The NCIP likewise remains silent on the militarization of indigenous communities; and the unabated extrajudicial killings, enforced disappearances, harassment, forced evacuation, filling of trumped-up charges and other human rights abuses committed against indigenous peoples. As of April 2014, forty-four indigenous peoples have already been killed under the present administration since July 2010, and under its Oplan Bayanihan Counter Insurgency Program and pretenses of peace and development. Many indigenous peoples who are asserting their rights to FPIC, to ancestral land and resources, and for human rights are politically vilified, are facing threats to their lives, and have been victims of human rights violations as in the case of Cordillera Peoples Alliance members in northern Philippines.

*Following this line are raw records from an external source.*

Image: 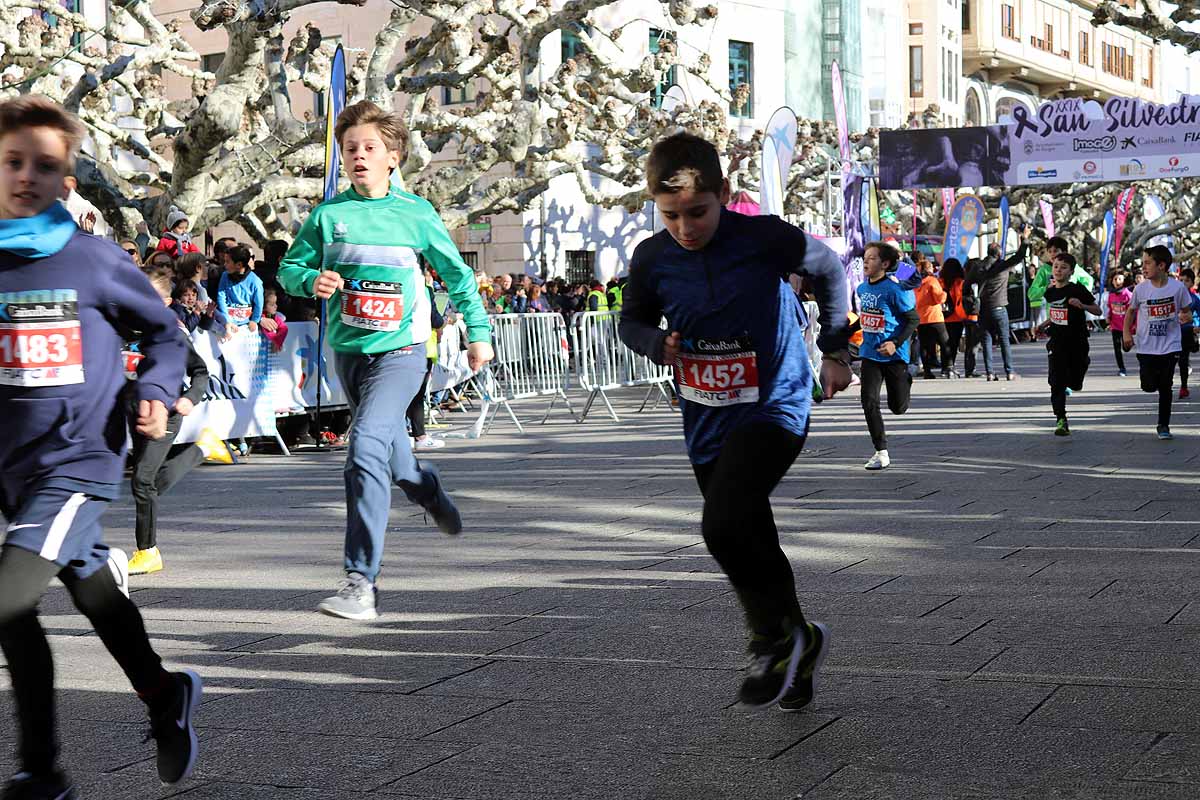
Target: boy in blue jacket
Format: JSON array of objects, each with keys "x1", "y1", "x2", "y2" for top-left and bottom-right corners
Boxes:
[
  {"x1": 0, "y1": 96, "x2": 202, "y2": 797},
  {"x1": 619, "y1": 132, "x2": 852, "y2": 712}
]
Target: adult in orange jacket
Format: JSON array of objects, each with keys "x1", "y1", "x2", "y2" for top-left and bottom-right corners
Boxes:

In conclusion, the NCIP has for a long time failed to protect indigenous peoples’ rights and well-being and instead worsens the violations of indigenous peoples’ rights and human rights. It is for this reason that our organizations are now calling for the dismantling of the NCIP.

We reiterate the following recommendations which we have in the past forwarded to various UN bodies including the UNPFII, Expert Mechanism on the Rights of Indigenous Peoples (EMRIP), Convention for the Elimination of all forms of Racial Discrimination (CERD), Universal Periodic Review (UPR) and Special Rapporteurs on Indigenous Peoples:

Recognize indigenous peoples’ right to our ancestral lands and domains.

  1. Ensure independence of the FPIC process through non-intervention by the NCIP, the company and military. Ensure that all necessary information for proper decision-making is provided to the community. Avoid using funds and projects to influence the FPIC process. Give primacy to the indigenous community’s decision making systems, customary laws and recognized tribal councils over the NCIP-facilitated FPIC process.
  2. We urge the Philippine government to repeal the Philippine Mining Act of 1995, revoke Executive Order 79 and support the passage of an alternative mining law in Congress that will uphold the rights of indigenous peoples and re-orient the mining industry to pursue a strategic and systematic national industry
  3. We urge the Philippine government to revoke Oplan Bayanihan, stop militarization of indigenous communities and human rights violations including extrajudicial killings, enforced disappearances and harassment of indigenous peoples, leaders, human rights defenders and their advocates. Immediately bring the perpetrators of human rights violations to justice, ensure indemnification for the victims and end the culture of impunity.

Thank you everyone for your attention.